Data Fusion with GeoFIS

Introduction

This vignette illustrates the design of a Data Fusion system using the GeoFIS R package.

See Data fusion documentation for more details about concepts of data fusion.

The example is an agronomic case study detailed in “A fuzzy logic based soil chemical quality index for cacao” (Mora-Herrera et al. 2020).

library(GeoFIS)
#> Loading required package: sp
#> Loading required package: data.tree
#> Loading required package: FisPro

Loading data

The data fusion process accepts input dataset of class data.frame or Spatial*DataFrame of the sp R package.
Only the numeric attributes of the dataset can be used.

In this example we use the tolima dataset available in the GeoFIS R package (Mora-Herrera et al. 2020):

data(tolima)
fusion <- NewFusion(tolima)

The aggregation system

The aggregation system is built as a tree, based on the data.tree R package.

  • Each input of the system is a leaf of the tree.
  • Each node of the tree is an aggregation operation.
  • The root of the tree is the result of the aggregation system.

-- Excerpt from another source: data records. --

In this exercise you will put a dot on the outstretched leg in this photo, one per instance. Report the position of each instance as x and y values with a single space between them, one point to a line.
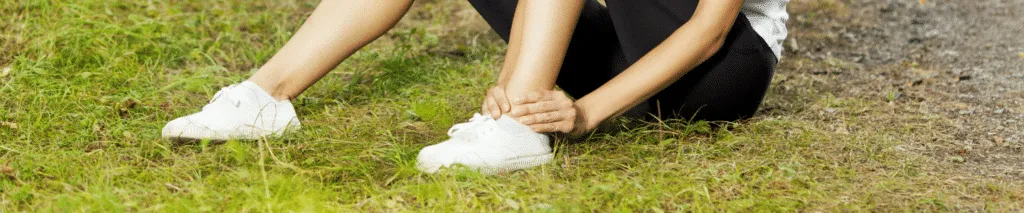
334 31
261 107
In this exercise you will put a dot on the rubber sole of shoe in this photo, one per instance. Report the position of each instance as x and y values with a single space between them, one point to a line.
505 167
519 164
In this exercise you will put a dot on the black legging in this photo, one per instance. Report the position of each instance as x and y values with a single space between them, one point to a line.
728 86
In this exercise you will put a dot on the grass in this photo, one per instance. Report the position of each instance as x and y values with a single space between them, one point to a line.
91 83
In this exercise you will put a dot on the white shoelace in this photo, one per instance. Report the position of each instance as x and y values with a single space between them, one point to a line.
476 121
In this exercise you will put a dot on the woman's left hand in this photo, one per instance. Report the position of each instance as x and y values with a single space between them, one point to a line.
546 112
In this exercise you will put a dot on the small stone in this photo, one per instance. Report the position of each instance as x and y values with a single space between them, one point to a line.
11 125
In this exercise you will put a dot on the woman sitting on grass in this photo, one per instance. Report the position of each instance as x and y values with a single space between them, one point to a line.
694 59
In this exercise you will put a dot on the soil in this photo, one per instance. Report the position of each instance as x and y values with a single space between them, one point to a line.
961 60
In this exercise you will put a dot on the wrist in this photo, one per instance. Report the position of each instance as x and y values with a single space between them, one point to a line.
585 120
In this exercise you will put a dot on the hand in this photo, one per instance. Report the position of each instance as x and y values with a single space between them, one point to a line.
495 102
546 112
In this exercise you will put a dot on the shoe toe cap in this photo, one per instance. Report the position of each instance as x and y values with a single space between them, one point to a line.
184 128
434 157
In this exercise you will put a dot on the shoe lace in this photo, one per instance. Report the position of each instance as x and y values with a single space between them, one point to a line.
474 122
223 97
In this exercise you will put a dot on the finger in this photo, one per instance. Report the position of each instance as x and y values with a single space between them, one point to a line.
493 109
567 126
501 99
542 107
547 127
541 118
529 97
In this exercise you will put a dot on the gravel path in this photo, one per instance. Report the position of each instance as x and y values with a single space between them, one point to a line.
961 59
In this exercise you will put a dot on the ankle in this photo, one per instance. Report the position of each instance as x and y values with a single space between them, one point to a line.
273 88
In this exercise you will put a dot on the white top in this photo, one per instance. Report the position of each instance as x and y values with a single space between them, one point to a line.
768 18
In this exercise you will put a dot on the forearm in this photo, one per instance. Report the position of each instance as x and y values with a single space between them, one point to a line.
689 46
334 31
540 37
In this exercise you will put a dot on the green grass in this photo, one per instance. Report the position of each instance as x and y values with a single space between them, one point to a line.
92 82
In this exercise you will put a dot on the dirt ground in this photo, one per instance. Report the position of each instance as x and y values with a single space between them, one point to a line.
960 60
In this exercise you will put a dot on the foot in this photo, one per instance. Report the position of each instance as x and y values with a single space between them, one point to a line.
487 145
239 112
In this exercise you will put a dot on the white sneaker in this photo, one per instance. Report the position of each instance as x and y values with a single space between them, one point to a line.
239 112
487 145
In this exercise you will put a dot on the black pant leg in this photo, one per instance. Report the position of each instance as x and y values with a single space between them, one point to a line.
593 56
730 85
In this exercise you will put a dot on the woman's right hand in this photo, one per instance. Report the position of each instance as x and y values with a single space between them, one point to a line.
496 103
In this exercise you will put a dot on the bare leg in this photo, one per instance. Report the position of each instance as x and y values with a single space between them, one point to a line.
334 31
540 37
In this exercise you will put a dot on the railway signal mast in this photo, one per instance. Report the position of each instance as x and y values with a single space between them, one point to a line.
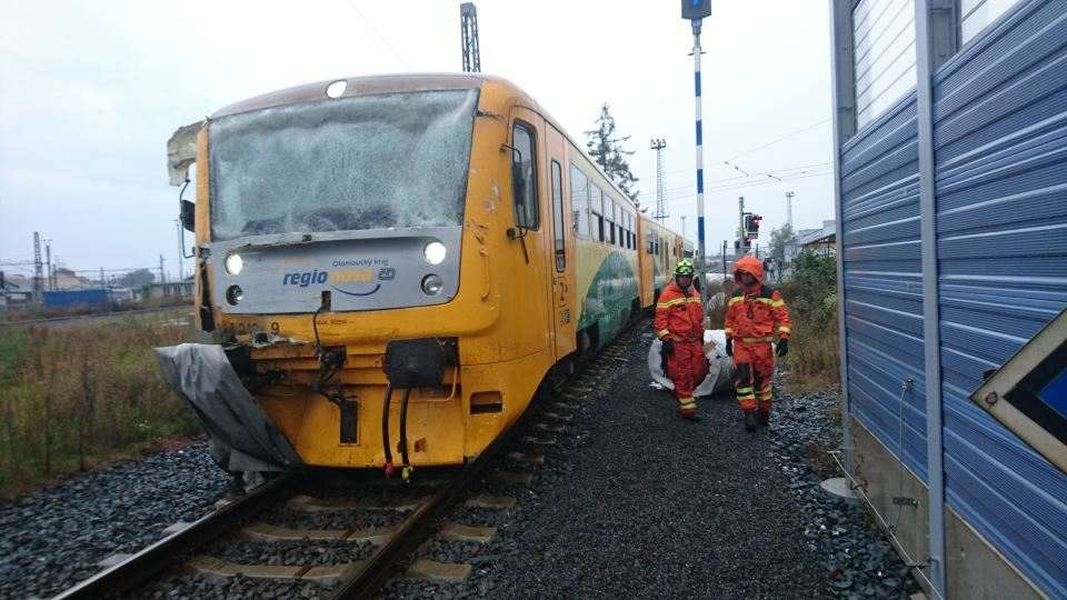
468 29
695 11
658 145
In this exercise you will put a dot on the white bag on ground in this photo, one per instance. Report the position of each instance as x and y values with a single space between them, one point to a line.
719 367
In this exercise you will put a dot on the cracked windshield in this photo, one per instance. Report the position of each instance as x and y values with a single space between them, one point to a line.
369 162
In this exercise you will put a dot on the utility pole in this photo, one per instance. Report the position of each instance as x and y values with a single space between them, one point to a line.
789 208
37 269
177 223
741 226
468 31
695 11
658 145
723 259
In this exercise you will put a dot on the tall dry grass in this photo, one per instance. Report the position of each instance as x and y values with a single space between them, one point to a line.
75 395
811 293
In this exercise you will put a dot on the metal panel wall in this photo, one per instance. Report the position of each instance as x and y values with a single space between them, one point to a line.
885 54
882 275
1001 147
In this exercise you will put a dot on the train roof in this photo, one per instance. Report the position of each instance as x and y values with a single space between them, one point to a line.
377 84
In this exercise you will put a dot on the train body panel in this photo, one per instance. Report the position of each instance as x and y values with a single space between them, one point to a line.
538 264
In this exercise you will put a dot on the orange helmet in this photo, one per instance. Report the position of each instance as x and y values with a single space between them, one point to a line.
750 265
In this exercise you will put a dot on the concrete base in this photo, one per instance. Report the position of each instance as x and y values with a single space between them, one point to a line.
974 568
841 489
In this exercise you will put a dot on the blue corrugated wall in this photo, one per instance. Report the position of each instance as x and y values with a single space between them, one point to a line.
882 277
1001 149
1000 137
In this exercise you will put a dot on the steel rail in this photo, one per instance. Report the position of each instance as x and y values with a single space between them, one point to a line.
142 566
382 565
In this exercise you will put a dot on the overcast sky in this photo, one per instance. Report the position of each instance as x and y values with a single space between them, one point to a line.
90 92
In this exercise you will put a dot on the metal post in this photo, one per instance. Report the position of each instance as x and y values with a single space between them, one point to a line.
932 332
658 145
725 259
700 145
181 250
789 209
37 270
844 127
48 262
741 226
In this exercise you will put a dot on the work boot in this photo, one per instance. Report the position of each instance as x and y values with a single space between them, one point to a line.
750 421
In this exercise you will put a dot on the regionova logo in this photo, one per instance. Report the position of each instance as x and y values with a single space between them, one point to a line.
353 277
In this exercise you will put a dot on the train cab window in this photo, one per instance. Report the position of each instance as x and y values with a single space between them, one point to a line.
557 212
524 176
579 201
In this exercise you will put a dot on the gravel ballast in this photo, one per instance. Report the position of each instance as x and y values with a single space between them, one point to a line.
631 502
634 502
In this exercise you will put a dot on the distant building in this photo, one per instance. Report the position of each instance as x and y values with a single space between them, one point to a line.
171 289
821 240
15 290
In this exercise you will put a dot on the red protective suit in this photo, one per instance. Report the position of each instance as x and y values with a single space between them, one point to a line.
754 318
680 317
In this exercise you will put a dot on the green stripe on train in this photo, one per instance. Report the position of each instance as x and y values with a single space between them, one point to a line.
609 299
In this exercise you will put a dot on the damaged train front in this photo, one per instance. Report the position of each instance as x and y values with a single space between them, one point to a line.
329 232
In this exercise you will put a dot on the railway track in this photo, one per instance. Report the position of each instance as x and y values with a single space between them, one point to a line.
182 313
349 533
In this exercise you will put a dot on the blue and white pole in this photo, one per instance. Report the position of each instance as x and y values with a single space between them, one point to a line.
700 148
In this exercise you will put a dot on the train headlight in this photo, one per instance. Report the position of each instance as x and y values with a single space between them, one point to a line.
432 284
234 264
234 295
434 252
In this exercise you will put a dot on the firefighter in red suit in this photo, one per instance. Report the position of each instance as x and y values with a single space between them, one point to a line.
680 325
755 317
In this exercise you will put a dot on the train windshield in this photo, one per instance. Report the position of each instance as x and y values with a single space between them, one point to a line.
362 162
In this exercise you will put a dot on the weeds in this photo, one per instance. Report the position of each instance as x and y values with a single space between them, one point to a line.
813 361
76 395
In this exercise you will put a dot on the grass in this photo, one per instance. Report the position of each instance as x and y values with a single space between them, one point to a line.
78 395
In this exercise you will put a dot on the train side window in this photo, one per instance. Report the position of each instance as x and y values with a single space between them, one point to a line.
610 215
524 176
579 201
596 214
557 210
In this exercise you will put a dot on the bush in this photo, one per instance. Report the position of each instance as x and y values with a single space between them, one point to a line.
75 395
812 296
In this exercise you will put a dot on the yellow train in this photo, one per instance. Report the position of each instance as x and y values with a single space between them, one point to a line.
395 264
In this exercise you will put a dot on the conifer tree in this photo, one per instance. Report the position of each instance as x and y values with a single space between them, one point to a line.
605 147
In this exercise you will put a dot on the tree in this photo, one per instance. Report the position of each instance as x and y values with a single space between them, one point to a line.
137 279
606 149
779 238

Each aggregation node can also be used as an input for another aggregation step, yielding a hierarchical structure.

Build inputs

The goal of this step is to turn raw data of individual information sources into satisfaction degrees.
The NewFusionInput function that builds an input leaf for the aggregation system takes 3 parameters:

  1. the input name
  2. the membership function (Mf) used to turn raw data into satisfaction degrees.
    several types of Mf are proposed in the FisPro R package.
    • NewMfTrapezoidalInf: low values are preferred.
    • NewMfTrapezoidalSup: high values are preferred.
    • NewMfTrapezoidal: around an interval.
    • NewMfTriangular: about a value.
  3. the name of the attribute in the input dataset (the default is the same as the input name).

Build aggregation nodes

The goal of this step is to summarize the inputs satisfaction degrees into a single one through an aggregation operator.

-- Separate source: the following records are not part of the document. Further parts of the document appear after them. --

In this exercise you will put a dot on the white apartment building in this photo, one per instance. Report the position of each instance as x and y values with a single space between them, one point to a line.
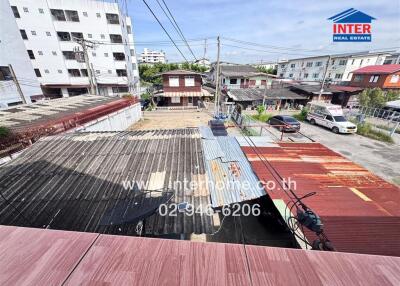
13 52
49 29
340 66
152 57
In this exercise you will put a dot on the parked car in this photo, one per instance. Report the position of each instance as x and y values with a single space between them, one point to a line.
285 123
330 116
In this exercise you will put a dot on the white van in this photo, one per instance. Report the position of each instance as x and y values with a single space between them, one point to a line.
330 116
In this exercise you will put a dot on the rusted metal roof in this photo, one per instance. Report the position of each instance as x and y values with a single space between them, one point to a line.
360 210
51 257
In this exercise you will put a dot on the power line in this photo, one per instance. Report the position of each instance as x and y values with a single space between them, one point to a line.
176 26
154 15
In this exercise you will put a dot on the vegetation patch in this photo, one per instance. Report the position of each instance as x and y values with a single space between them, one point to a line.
367 130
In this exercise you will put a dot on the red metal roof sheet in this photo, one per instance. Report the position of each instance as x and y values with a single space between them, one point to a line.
378 69
49 257
360 211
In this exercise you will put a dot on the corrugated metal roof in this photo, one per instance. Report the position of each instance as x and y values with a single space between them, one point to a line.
75 182
231 177
50 257
360 211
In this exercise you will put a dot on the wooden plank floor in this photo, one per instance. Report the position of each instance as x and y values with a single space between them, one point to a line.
31 256
142 261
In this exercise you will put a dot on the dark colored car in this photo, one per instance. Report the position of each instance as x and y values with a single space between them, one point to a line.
285 123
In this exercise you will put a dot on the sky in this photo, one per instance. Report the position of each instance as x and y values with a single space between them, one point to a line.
284 29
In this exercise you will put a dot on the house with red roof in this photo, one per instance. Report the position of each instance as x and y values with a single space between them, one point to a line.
382 76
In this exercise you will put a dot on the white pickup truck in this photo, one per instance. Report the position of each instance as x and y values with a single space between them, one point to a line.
330 116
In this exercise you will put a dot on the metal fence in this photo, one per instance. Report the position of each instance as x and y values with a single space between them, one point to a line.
382 119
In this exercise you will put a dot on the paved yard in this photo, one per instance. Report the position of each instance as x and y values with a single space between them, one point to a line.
172 119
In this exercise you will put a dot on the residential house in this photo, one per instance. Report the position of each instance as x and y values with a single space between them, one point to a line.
233 76
181 88
339 69
382 76
50 30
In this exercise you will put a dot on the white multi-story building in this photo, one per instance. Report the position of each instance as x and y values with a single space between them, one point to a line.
340 67
152 57
49 29
13 56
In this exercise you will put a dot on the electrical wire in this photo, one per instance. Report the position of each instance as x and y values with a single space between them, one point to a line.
169 36
176 26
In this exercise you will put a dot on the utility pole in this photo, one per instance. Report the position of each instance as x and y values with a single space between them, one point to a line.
324 78
85 44
16 82
216 111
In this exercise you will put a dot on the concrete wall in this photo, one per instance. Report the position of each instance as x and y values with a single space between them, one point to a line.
12 51
117 121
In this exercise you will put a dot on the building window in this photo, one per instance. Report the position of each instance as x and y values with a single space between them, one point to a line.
72 15
119 56
37 72
112 18
121 72
57 14
175 99
338 76
31 54
189 80
115 38
358 78
15 11
84 72
63 36
5 73
173 81
76 35
374 78
395 78
69 55
74 73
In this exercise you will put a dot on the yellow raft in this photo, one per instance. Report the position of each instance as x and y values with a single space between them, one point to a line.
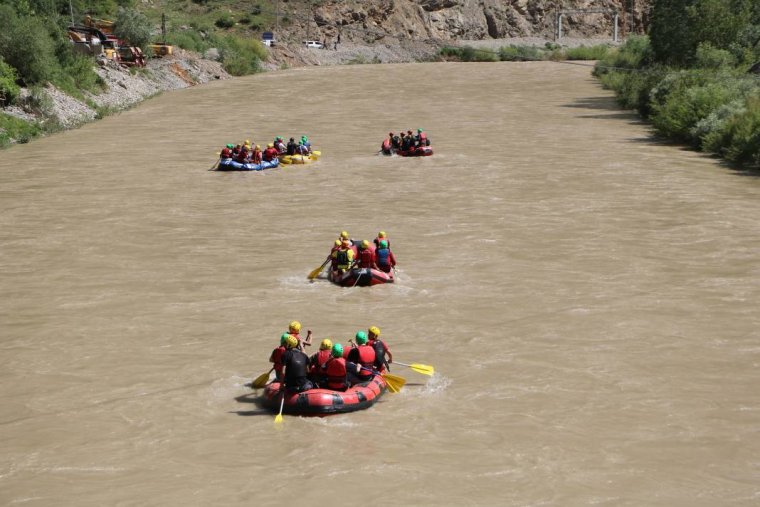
300 159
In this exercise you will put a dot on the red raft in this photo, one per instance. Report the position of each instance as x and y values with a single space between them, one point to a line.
326 401
362 277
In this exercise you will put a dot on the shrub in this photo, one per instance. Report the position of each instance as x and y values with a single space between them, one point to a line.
9 90
241 56
13 129
709 57
520 53
225 21
132 26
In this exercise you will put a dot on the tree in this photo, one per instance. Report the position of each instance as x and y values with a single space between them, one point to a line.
133 27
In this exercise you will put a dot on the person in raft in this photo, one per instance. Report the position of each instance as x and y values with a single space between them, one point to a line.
294 328
257 156
270 153
296 365
344 256
292 147
381 349
318 362
276 357
363 355
366 257
339 372
381 236
384 258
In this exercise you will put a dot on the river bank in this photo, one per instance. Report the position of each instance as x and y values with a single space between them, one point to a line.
51 110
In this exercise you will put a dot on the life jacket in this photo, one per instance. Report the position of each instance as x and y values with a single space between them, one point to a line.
270 154
383 256
343 258
336 374
296 364
276 358
366 360
379 347
318 362
365 258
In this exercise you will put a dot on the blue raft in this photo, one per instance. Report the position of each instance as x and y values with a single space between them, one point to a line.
228 164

The NewFusionAggreg function that builds the aggregation node takes several parameters:

  1. the node name.
  2. the aggregation operator.
  3. the leafs / nodes used as inputs of the aggregation operator.

In the GeoFIS R package, 4 aggregation operators are implemented:

Numerical operators

  • NewAggregWam build a WAM operator with the specified weights.
  • NewAggregOwa build an OWA operator with the specified weights.

Aggregation using linguistic rules

NewAggregFis build a linguistic rule-based operator based on a Fuzzy Inference System (Fis), a Fis object of FisPro R package.

The Fis can be built with the FisPro software or with the NewFisFusion function.

The NewFisFusion function helps to generate a Fis and take 5 parameters:

  1. the Fis name.
  2. the Fis inputs names.
  3. the granularity (number of Mf) for each Fis input, in range [2, 5].
    • with granularity = 2, the Mf labels are: “low”, “high”
    • with granularity = 3, the Mf labels are: “low”, “average”, “high”
    • with granularity = 4, the Mf labels are: “very_low”, “low”, “high”, “very_high”
    • with granularity = 5, the Mf labels are: “very_low”, “low”, “average”, “high”, “very_high”
  4. the Fis output name.
  5. the conclusions of the rulebase.
    the rule based is generated in the lexicographic order of inputs Mfs.
    • if the conclusions are a numeric vector, a FisOutCrisp output will be added to the Fis.
    • if the conclusions are a character vector, a FisOutFuzzy output will be added to the Fis.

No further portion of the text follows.